‘Sunday Times’ conducts inquiry into Kevin Myers column
Sacked writer claims five or six people would have seen the article before publication
Kevin Myers was sacked as a ‘Sunday Times’ columnist following a recent article. File photograph: Dara Mac Dónaill
It is understood columns produced for the newspaper’s Irish edition are read by editorial staff in Dublin then sent to London for subediting (that is, checking spelling, facts and having a headline put on it), before being returned to Dublin to be read for potential legal problems, prior to publication.
Mr Myers said yesterday he believed five or six people would have seen what he wrote before it was published. It was published in the print version of the Irish edition of the newspaper, which is not connected to The Irish Times, and was available also online internationally.
Following criticism, the online version of the column was removed on Sunday. A request yesterday for comments from the London and Dublin offices of the Sunday Times met with no response.
The column, which has been criticised as being anti-Semitic and misogynistic, led to Myers being sacked on the day of its publication. The criticism of the article has been reported widely, as has Myers’s fate, with coverage in Ireland, the UK, Israel, India, the United States and other countries.
One of the few people to speak out in Myers’s defence has been the chairman of the Jewish Representative Council of Ireland, Maurice Cohen, who said the journalist had “inadvertently stumbled into an anti-Semitic trope” but that to brand him as either “an anti-Semite or a Holocaust denier is an absolute distortion of the facts”.
Mr Cohen said that since the statement was issued on Monday, after a discussion with the other members of the council, he had received a positive response, both from Jews and non-Jews. There was no negative reaction, he said.
The worldwide attack on Myers was “unjustified”, he said. “People felt [the statement] was courageous in the light of the opprobrium Kevin was attracting around the world. But it didn’t take much courage, because justice is justice.”
The chairman of the Press Council, Seán Donlon, said his decision to criticise the column had been taken following discussion and agreement that he would recuse himself from any complaint about it that might in time come before the council.
He said he commented publicly on the matter because it was such a “very obvious breach” of the code of practice which is a benchmark the council has a duty to ensure is honoured in spirit as well as in letter.
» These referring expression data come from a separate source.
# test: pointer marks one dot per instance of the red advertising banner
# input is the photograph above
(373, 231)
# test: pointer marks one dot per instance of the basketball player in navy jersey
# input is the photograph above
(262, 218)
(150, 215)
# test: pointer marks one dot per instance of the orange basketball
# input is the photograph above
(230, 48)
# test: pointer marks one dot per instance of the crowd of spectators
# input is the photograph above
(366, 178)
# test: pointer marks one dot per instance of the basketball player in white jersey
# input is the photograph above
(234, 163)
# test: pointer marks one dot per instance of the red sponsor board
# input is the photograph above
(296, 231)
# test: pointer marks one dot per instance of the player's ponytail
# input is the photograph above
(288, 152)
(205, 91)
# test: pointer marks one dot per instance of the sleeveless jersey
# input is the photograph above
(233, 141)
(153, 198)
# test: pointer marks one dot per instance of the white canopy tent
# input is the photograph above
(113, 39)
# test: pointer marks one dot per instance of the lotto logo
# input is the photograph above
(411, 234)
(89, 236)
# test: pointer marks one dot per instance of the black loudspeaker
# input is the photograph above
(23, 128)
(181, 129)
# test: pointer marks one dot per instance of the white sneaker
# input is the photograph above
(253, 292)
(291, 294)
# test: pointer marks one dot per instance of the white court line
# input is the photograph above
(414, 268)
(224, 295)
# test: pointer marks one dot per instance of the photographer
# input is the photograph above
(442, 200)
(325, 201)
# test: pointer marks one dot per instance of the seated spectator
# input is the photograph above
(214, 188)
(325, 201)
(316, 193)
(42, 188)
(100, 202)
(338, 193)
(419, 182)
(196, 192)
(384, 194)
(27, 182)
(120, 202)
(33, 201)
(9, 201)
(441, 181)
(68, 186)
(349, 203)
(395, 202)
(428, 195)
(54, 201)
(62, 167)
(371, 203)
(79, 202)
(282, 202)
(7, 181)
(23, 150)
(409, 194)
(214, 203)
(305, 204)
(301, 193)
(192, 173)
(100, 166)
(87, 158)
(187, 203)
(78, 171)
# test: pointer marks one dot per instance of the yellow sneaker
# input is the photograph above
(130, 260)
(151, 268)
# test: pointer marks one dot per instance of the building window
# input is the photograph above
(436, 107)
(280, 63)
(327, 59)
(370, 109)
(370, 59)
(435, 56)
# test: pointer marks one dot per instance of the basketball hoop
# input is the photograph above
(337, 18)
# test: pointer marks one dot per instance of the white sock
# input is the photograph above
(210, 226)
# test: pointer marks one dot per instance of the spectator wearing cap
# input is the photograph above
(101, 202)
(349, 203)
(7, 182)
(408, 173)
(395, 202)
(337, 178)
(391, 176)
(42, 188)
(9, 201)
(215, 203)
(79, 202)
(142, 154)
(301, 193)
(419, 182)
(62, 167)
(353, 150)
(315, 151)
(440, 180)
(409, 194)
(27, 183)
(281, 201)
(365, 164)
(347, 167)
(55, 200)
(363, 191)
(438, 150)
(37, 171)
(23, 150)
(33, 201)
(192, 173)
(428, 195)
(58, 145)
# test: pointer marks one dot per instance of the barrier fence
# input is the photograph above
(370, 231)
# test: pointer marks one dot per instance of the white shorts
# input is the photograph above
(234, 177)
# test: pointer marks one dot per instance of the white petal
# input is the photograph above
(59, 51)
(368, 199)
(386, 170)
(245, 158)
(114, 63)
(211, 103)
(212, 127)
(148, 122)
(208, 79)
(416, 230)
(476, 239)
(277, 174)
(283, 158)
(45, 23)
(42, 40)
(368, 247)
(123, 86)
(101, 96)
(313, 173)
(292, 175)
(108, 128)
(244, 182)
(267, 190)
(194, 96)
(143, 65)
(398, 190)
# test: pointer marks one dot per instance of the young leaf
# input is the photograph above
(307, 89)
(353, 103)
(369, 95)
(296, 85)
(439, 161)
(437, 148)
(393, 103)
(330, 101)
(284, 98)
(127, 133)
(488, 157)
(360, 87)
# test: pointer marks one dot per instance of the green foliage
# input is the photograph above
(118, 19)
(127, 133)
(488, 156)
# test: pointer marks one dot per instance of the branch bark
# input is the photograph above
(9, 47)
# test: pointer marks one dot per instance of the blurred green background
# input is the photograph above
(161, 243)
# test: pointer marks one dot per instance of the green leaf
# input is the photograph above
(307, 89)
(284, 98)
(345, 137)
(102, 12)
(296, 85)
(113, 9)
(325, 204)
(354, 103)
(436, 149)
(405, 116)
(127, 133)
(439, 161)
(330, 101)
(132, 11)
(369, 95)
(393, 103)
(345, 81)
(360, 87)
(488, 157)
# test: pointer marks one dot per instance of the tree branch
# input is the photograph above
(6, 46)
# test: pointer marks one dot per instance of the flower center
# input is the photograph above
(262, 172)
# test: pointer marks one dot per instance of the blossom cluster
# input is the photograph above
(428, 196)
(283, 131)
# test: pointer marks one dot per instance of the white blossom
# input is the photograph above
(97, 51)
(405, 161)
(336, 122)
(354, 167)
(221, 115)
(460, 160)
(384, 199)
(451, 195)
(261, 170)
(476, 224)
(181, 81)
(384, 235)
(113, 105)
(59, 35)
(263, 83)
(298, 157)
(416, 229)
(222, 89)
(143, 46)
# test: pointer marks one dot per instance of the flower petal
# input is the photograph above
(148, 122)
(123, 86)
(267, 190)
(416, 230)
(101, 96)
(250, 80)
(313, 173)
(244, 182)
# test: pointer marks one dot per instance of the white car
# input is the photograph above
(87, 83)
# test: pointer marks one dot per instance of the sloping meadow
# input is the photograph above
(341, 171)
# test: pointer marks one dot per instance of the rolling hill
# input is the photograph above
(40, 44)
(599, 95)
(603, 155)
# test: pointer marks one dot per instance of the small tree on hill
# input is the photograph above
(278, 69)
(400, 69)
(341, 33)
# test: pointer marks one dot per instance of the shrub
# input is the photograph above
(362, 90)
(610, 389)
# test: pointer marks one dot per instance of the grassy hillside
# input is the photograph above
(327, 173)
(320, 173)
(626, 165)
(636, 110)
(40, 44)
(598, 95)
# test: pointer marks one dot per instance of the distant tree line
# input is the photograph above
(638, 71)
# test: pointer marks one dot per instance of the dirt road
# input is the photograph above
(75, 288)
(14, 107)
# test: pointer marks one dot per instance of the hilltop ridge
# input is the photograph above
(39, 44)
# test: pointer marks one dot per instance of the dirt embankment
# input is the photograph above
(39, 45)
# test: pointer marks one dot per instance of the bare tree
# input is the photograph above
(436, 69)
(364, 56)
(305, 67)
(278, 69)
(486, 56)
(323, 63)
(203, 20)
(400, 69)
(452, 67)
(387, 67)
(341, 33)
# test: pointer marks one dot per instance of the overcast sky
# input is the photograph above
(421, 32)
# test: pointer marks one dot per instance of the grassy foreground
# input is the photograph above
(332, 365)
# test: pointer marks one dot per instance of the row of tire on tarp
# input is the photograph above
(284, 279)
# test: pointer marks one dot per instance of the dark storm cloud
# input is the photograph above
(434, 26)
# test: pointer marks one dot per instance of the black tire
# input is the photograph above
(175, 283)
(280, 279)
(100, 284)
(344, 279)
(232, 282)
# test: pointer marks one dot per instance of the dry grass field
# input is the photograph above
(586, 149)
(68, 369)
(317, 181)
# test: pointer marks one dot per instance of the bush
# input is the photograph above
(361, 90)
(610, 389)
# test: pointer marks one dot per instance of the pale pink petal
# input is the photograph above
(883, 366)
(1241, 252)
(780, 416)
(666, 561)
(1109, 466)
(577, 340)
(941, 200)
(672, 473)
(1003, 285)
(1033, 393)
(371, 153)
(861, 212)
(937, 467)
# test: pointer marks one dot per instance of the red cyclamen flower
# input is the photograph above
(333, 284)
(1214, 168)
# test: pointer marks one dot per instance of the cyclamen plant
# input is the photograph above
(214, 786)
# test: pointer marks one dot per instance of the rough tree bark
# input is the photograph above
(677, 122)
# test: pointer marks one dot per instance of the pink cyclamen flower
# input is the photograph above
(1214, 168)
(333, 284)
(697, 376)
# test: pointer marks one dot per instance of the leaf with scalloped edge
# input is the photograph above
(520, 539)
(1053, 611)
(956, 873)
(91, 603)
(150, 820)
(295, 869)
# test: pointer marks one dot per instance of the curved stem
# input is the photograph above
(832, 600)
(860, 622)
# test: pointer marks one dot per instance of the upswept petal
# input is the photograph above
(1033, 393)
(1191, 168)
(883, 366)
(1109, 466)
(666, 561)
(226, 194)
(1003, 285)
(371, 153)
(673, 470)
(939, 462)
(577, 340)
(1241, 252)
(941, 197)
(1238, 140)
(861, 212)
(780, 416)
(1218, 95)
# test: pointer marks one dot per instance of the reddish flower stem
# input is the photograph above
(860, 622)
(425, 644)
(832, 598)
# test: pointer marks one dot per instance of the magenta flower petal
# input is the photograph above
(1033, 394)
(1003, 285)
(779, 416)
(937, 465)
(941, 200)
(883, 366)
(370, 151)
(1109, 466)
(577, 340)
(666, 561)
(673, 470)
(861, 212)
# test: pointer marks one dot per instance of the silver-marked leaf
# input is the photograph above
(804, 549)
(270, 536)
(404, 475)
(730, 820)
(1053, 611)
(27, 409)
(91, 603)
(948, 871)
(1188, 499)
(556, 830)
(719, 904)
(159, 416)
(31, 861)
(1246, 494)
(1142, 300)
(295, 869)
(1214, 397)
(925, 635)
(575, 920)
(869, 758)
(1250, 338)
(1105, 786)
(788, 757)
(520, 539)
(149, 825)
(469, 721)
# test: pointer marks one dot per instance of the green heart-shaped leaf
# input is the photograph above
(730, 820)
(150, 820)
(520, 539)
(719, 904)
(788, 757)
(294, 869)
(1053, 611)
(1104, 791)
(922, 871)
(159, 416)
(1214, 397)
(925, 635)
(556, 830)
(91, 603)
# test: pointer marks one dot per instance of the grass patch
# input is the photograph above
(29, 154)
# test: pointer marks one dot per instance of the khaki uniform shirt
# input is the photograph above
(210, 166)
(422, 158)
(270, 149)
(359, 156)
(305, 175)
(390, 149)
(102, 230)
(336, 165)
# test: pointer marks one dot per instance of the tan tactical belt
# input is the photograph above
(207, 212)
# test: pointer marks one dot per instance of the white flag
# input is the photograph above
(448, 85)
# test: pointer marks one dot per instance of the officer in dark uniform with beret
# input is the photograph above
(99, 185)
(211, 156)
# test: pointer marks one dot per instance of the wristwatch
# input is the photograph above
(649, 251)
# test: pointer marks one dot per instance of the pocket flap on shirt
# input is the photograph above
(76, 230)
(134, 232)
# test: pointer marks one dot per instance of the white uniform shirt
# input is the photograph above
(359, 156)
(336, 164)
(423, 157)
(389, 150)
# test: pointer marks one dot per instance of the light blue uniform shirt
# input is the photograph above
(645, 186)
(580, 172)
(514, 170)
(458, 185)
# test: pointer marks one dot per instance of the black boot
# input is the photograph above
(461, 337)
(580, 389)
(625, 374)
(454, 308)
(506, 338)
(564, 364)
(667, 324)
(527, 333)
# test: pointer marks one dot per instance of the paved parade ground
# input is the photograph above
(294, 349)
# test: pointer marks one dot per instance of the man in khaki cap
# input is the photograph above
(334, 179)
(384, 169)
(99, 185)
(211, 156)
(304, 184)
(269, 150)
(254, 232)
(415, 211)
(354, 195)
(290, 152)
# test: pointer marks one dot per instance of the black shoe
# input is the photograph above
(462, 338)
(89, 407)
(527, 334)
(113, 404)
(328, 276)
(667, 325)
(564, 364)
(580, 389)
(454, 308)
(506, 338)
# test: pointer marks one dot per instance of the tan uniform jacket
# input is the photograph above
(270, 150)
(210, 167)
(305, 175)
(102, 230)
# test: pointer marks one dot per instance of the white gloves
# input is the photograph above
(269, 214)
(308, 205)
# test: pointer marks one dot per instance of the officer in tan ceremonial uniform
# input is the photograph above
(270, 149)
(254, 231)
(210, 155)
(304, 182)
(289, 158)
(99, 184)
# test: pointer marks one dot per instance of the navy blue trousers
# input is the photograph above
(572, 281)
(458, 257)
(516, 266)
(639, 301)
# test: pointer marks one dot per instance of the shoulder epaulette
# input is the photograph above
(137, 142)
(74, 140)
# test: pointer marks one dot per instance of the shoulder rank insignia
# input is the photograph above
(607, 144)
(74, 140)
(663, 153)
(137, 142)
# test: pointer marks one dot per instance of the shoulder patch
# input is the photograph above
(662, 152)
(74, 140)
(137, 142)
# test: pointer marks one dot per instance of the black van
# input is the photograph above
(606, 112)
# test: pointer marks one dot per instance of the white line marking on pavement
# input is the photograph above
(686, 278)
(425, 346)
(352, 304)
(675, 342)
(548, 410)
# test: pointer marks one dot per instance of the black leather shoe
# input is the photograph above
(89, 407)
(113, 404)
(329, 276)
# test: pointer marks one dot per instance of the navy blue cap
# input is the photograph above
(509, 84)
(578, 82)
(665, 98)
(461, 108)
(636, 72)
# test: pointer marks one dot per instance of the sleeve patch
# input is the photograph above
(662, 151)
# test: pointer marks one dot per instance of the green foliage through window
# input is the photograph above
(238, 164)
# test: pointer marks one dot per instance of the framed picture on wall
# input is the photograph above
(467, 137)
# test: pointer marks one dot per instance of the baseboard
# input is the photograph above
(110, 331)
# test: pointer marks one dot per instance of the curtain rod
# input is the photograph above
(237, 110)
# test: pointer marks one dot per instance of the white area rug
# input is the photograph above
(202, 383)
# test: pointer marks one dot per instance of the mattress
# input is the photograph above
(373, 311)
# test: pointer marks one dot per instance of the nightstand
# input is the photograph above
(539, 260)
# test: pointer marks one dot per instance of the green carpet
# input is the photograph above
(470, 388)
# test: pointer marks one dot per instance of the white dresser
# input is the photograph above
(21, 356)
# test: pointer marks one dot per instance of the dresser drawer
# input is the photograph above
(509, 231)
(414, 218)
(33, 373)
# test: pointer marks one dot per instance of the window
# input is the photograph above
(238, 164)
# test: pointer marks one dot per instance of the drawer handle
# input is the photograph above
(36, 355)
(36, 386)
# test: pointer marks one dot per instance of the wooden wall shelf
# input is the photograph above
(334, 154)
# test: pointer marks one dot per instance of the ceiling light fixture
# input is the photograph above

In particular, he said, the column was a breach of principle eight of the code, which says the press “shall not publish material intended or likely to cause grave offence or stir up hatred against an individual or group on the basis of their race, religion, nationality”, and other reasons.
Mr Donlon has said the council has received complaints about the column, that an apology was expected, and that if no apology was published next week, “we will be in touch with them”.
A founding member of the council, the former chairman of the Labour Court, John Horgan, has said Myers should have been given an opportunity to defend himself before being “hastily dismissed” by his employer.
In a letter to The Irish Times Mr Horgan also said he did not believe Mr Donlon should have “pre-judged” the case by going on RTÉ radio on Monday.